ずいぶん参考になりました。僕も講演のたびに話す内容を用意をしますが、ややもすればあちらで話したことをこちらでも、と同じ内容になりがちです。それではいけない。一席一席が新たな機会だという当たり前のことが、改めて身に沁みました。
思えば23年前に地元の狛江市の小さなスタジオで時事問題のトークショーを始めたとき、客が何人来てくれるか不安でした。しばらくは一桁です。10人を超えたとき、どれだけうれしかったことか。それが64回となり、客も常時50人を超えるようになりました。毎回違うことを、よくもあれだけ話せたものだと今、思います。あの舞台が、僕の語りの能力を鍛えてくれました。

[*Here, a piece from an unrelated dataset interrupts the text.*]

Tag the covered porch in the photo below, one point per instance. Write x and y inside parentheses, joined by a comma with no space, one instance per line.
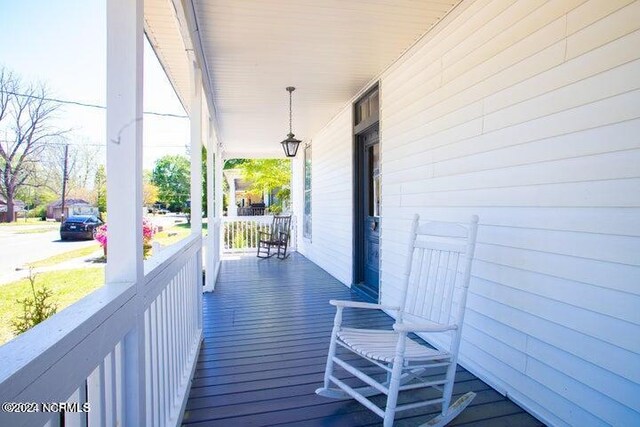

まだ客が一桁だったときに、僕の舞台を見に来てくれたのがマルセ太郎というパントマイム芸人です。「スクリーンのない映画館」という独自のジャンルを創り上げ、迫力ある芸をする人でした。一般的に物書きに慣れた新聞記者は話が下手だと言われますが、僕は彼のような聴き手に鍛えられました。
今夜、舞台でトリを務めた松元ヒロさんが、自分が語ったことは観客のみなさんが言わせてくれているのです、と言いました。僕の思いに通じるような、いえ、芸の原点を見るような思いで受け止めました。
この会を準備した菊千代師匠には頭が下がります。フリーのジャーナリストになって営業活動の大切さは身に沁みますが、長年、組織に慣れた身には面倒なものです。でも、自分が下働きし率先して動かなければ物事は進みません。
ほかにも、趙博の阿呆陀羅経には舌を巻いたし、文福師匠の浪花魂は強烈だったし、オオタスセリという新人類のような芸人には目を見張ったし……。
笑った以上に、がんばるぞ~と清々しい気持ちになれた夜でした。